Mark’s Uniqueness

Description

As we read the book of Mark, we need the Spirit of God to reveal to us the unique message He wants to bring us.

Mark 1:1-4

LESSON

As we look at the Book of Mark, we need the Spirit of God to reveal to us the unique message He wants to bring us. Throughout their lives, God prepared each of the four gospel writers for the task of creating a particular portrait of Christ. The portrait of Christ we see in Mark was written by a menial servant. In Acts 12:25, it says that, “Barnabas and Saul [Paul] returned from Jerusalem ... bringing with them John whose other name was Mark.” In chapter 13 verse 5, it says that, “they had also John [with them] to minister” (KJV). This is the man who later wrote this gospel.

This word "minister" is very interesting. It is used to translate five different Greek words. The word angelos, or angel, is once or twice translated “minister.” The word apostolos, our word apostle, is also translated “minister.” The word diaconos, which has given us the word deacon, can be translated “minister,” as can a fourth word that is a form of the Greek word that has given us liturgy—it refers to someone who is ministering at spiritual things.

The fifth word that is translated “minister” is the one that is used to refer to Mark. It is the lowest of all ranks. The word is huperates, which means an “under–rower.” The Greeks didn’t have steamships; their boats were powered by oarsmen. The lowest rank of slave was positioned in the most difficult spot on the boat and had to do his rowing with a short, unwieldy oar. This is the social rank ascribed to Mark, that of the common workhand, the subordinate, the menial laborer.
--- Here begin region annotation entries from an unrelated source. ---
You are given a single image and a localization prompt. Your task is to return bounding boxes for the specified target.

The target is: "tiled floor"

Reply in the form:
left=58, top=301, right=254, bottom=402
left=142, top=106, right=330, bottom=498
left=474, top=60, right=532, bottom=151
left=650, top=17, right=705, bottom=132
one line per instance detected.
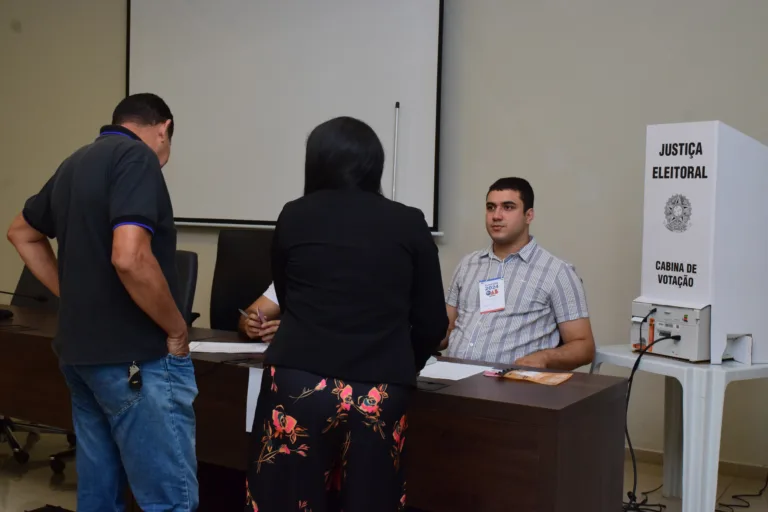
left=616, top=460, right=768, bottom=512
left=0, top=434, right=77, bottom=512
left=0, top=435, right=768, bottom=512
Now, a servant doesn’t look at things the same way other men do. As Mark looks at our Saviour, we shall certainly learn how we may serve Him better, for we shall see that God has put us here for that purpose. We shall also learn about our service by looking at the Servant Saviour, as Mark reveals to us the gospel, or good news, of our Lord Jesus Christ.

The central truth of Christianity is a record of historical fact. It is not a philosophy, it is not a system of morality, but it is history. It is the true good new for men and women. It is the story that our brother, for that is what He calls Himself, came and lived and died for us. This feeds our hearts and our minds and our wills; it fills our hopes and nourishes the whole nature into spiritual health. Of all the things that have ever been taught, this story is the only one that deserves the name good news.

STUDY QUESTIONS

  • In understanding the scriptures, is the uniqueness of the human author significant?
  • What social rank was ascribed to Mark? What does this tell us about Mark?